Dans le contexte de cette vaste étendue de dévastation dans la bande de Gaza, la distribution alimentaire d’urgence précédemment organisée et assurée par l’office de secours des Nations Unies est devenue la responsabilité d’une organisation sous contrat qui, comme nous l’avons appris la semaine dernière au cours d’une réunion d’un comité sénatorial, était principalement gérée par des entrepreneurs militaires enclins à tirer sur certaines des personnes faisant la queue pour obtenir de la nourriture et à les tuer. Ces sites de distribution alimentaire, qui ont heureusement été remplacés depuis, étaient devenus des pièges mortels. N’ayant pas d’autre choix, ceux qui devaient nourrir leur famille affamée, y compris les enfants qui parcouraient de longues distances, risquaient littéralement leur vie pour un sac de farine, et beaucoup en sont morts. Ils ont été délibérément tués alors qu’ils cherchaient à obtenir de la nourriture pour leur famille.

Le dénominateur commun dans cette histoire, chers collègues, est le fait que la bande de Gaza est devenue littéralement un piège mortel qui a été délibérément conçu et mis en œuvre de manière meurtrière par les Forces de défense israéliennes, dont de nombreux membres vivront avec ce massacre motivé par des raisons politiques et religieuses pour le reste de leur vie. Cela les hantera comme cela nous hante.

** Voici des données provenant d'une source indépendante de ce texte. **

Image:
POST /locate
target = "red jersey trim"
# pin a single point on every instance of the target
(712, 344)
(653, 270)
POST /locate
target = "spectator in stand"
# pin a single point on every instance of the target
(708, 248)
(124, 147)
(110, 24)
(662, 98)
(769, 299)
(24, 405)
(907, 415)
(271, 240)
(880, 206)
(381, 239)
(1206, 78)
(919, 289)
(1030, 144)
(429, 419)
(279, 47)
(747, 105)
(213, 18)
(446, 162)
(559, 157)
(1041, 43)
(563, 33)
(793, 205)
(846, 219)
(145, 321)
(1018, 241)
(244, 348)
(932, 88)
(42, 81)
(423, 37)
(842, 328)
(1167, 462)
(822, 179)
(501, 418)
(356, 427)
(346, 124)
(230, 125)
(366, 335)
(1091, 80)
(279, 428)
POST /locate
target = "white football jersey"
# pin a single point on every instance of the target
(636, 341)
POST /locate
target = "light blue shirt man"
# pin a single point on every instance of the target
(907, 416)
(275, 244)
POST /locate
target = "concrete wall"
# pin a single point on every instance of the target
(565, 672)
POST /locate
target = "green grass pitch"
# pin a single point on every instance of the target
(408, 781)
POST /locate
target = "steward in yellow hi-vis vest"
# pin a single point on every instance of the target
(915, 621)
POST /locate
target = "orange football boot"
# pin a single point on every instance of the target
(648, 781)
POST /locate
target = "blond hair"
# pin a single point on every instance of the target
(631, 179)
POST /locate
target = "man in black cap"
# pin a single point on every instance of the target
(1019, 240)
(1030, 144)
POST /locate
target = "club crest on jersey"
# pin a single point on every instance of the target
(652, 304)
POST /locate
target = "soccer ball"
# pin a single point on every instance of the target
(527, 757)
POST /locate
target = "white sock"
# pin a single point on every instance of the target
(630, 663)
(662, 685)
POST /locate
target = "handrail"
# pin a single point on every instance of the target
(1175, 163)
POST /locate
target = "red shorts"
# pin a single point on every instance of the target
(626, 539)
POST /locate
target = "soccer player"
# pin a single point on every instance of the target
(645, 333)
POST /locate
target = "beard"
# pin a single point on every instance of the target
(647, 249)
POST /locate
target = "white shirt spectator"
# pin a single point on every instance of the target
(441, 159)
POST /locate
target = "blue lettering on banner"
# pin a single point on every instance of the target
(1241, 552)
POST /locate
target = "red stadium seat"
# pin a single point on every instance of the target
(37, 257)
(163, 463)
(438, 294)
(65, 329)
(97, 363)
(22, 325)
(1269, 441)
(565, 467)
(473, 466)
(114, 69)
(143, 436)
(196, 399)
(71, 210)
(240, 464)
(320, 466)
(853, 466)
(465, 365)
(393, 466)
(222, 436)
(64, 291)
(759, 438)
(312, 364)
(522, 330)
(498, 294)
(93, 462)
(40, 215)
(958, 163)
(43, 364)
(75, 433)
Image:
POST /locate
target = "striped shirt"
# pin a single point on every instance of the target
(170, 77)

Les parents des otages ne se réjouissent pas de la situation, pas plus que de nombreux autres Israéliens. Ceux qui se réjouissent de ce carnage sont, pour la plupart, des fanatiques religieux qui occupent des postes de pouvoir et d’influence, qui ont profité de la guerre pour étendre les colonies illégales dans la bande de Gaza et chasser les agriculteurs palestiniens et leurs familles, en tuant nombre d’entre eux au passage. Dans ce contexte de dévastation, le sénateur Woo nous demande ce que nous pouvons faire.

Premièrement, il faut s’informer. Ensuite, il faut dénoncer la situation, comme je le fais aujourd’hui, ce qui est difficile pour moi, compte tenu des dommages collatéraux subis par nos amis juifs, ici au Canada et dans le monde entier.

Deuxièmement, il faut s’élever contre le harcèlement et la violence envers les Juifs. Il est révoltant que des écoles et des synagogues aient été attaquées et endommagées partout au pays. Il est révoltant que nos amis et collègues juifs se sentent intimidés et menacés, et il faut tout faire pour s’attaquer à ce problème.

Troisièmement, je souligne les conclusions de la Cour internationale de justice selon lesquelles Israël a violé la Convention pour la prévention et la répression du crime de génocide de 1948. À cela s’ajoutent des efforts comme la motion du sénateur Woo, qui vise à garantir que le gouvernement n’approuve ni ne soutient, volontairement ou involontairement, la tragédie qui se déroule dans la bande de Gaza. Je veux dire par là qu’il ne fournit pas, directement ou indirectement, du matériel susceptible d’intensifier ou de prolonger les horreurs commises dans la bande de Gaza.

Chers collègues, je ne le dis pas à la légère. Je ne fais pas ces déclarations à la légère. J’ai fait mon examen de conscience. J’ai replongé dans mon éducation religieuse et j’ai été horrifié à maintes reprises. J’aimerais savoir que notre gouvernement ne facilite et n’encourage d’aucune façon cette crise brutale et sauvage. Dans la mesure où il l’a fait, même de façon restreinte, il devrait immédiatement mettre fin à ces gestes et déposer sa réponse à la motion du sénateur Woo, qui dit essentiellement ce que nous dirions ici au Sénat, je crois, c’est-à-dire : « ça suffit, ça suffit, ça suffit ».

Chers collègues, je vous demande d’envisager de soutenir cette motion. Merci.